Contents
- 1 What is Mathematical Expression of Newton’s Second Law?
- 1.1 Discussions On The First Law
- 1.2 Inertia of a Body
- 1.3 A few examples of inertia of rest:
- 1.4 Experimental demonstration of inertia of rest:
- 1.5 A few examples of inertia of motion:
- 1.6 Force
- 1.7 Inertial and Non-Inertial Frames of Reference
- 1.8 Discussions on The Second Law
- 1.9 Mathematical Expression for the Second Law
- 1.10 Relationship between the units of force:
- 1.11 Alternative units of momentum:
- 1.12 Numerical Examples
From the study of subatomic particles to the laws of motion, Physics Topics offer insights into the workings of the world around us.
What is Mathematical Expression of Newton’s Second Law?
In 1687, Sir Isaac Newton, in his book Principia, published three laws of motion related to all the moving objects in the universe. These are known as Newton’s laws of motion. These laws cannot be proved using any old concept of physics. Yet, their validity has been confirmed through successful explanations and predictions on numerous events in nature. Hence, the laws founded a new branch of physics called kinetics.
The laws are:
1st Law: Every body continues to be in its state of rest or of uniform motion in a straight line unless the body is compelled to change its state by a net external force.
2nd Law: The rate of change of momentum of a body is proportional to the impressed force and takes place in the direction in which the force acts.
3rd Law: To every action there is an equal and opposite reaction.
These laws involve the new concepts of
- inertia,
- force and
- momentum.
The study of these laws is the subject of this chapter and is called Newtonian mechanics.
It should be mentioned, however, that Newtonian mechanics does not apply to all situations.
- If the interacting bodies are moving with the speed of light (or an appreciable fraction of the speed of light), Newtonian mechanics should be replaced by the Einstein’s special theory of relativity.
- If the interacting bodies are of atomic dimensions (e.g., electrons in an atom), Newtonian mechanics should be replaced by quantum mechanics.
In short, Newtonian mechanics may be treated as a special case of these two more comprehensive theories.
Discussions On The First Law
From the first law, we come to know about
- inertia of a body and
- definition of force.
Inertia of a Body
The first law leads to the idea that the natural tendency of a body at rest, is to remain at rest; or, the natural tendency of a moving body is to continue to be in its state of uniform motion.

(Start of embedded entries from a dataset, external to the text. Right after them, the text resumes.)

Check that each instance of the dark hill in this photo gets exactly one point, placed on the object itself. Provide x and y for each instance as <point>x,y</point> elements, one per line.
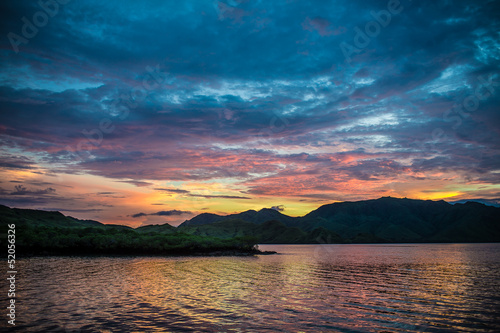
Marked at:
<point>386,219</point>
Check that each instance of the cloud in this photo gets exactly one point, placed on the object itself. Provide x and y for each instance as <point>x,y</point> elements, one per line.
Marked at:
<point>206,196</point>
<point>279,208</point>
<point>21,190</point>
<point>172,190</point>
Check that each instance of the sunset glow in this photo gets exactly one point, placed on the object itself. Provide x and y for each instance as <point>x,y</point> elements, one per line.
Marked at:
<point>135,114</point>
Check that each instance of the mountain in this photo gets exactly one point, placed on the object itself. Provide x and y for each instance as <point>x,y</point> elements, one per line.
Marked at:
<point>269,232</point>
<point>252,216</point>
<point>51,233</point>
<point>384,220</point>
<point>33,217</point>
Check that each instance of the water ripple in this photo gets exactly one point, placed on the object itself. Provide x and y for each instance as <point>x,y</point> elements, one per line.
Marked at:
<point>334,288</point>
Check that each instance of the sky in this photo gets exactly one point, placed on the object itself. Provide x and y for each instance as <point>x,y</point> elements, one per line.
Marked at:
<point>147,112</point>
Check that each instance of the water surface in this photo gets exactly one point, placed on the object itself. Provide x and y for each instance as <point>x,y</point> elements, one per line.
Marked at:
<point>307,288</point>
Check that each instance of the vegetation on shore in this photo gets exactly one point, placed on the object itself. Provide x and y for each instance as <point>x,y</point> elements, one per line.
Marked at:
<point>52,233</point>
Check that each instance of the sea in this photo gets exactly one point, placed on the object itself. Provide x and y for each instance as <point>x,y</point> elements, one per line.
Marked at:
<point>303,288</point>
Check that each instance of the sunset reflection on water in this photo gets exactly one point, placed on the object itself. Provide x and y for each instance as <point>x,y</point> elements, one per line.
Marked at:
<point>366,288</point>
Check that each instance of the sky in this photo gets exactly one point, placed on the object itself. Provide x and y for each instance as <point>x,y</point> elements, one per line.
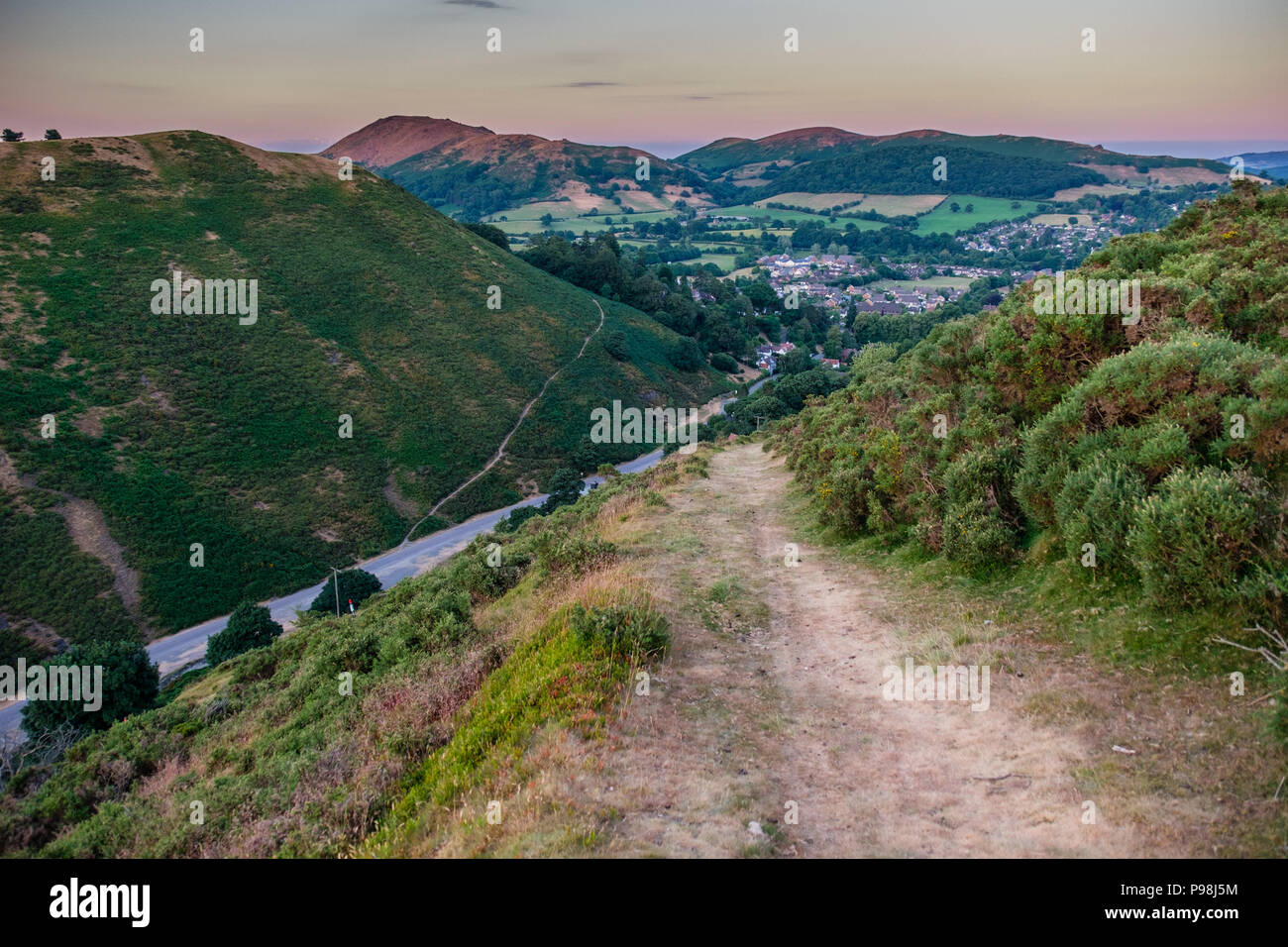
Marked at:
<point>665,75</point>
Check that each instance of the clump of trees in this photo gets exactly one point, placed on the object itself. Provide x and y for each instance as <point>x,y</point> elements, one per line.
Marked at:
<point>249,626</point>
<point>129,684</point>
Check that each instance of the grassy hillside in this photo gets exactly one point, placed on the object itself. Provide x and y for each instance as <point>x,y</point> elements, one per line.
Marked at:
<point>724,158</point>
<point>480,171</point>
<point>176,429</point>
<point>458,678</point>
<point>1162,445</point>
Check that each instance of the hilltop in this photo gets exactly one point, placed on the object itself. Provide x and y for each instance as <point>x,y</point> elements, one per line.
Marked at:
<point>477,171</point>
<point>372,384</point>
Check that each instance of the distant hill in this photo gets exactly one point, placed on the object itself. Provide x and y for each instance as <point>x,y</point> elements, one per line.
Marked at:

In both the cases, the body cannot change its state by itself. The natural tendency of a body to resist any change in its state of rest or of motion is called the inertia of the body.
Definition: The property of a body which enables it to continue in its state of rest or of uniform motion is called inertia.
Inertia can be either
- inertia of rest or
- inertia of motion.
Inertia of rest: The tendency of a stationary body to remain at rest forever, is called the inertia of rest.
A few examples of inertia of rest:
i) When a vehicle suddenly starts moving, a passenger sitting or standing inside it lean backward. The passenger’s body was at rest when the vehicle was at rest. But when the vehicle starts moving, the feet being in contact with the vehicle are set into motion. However, the upper part of the body tries to maintain its state of rest and hence moves in the direction opposite to the direction of motion of the vehicle.
ii) From a vertical stack of books, if any book from the middle is rapidly pulled out, the remaining books of the stack do not topple over due to inertia.
iii) If we make a pile of carrom pieces and hit the bottom piece hard enough with a striker, it will move away, but the rest of the pile will remain at the original position. The lowest piece moves because of the force exerted by the striker on it. However the rest of the pile remains at its place due to inertia of rest.
iv) When a tree is vigorously shaken, the branches of the tree are in motion but the leaves tend to continue in their state of rest due to inertia of rest. As a result, leaves get separated from the branches of the tree and fall down.
Experimental demonstration of inertia of rest:
A postcard is kept on top of a glass. A coin is placed on the postcard [Fig.], just above the mouth of the glass. When the postcard is given a sudden horizontal flick of a finger, it flies off sideways and the coin, due to its inertia of rest, drops into the glass.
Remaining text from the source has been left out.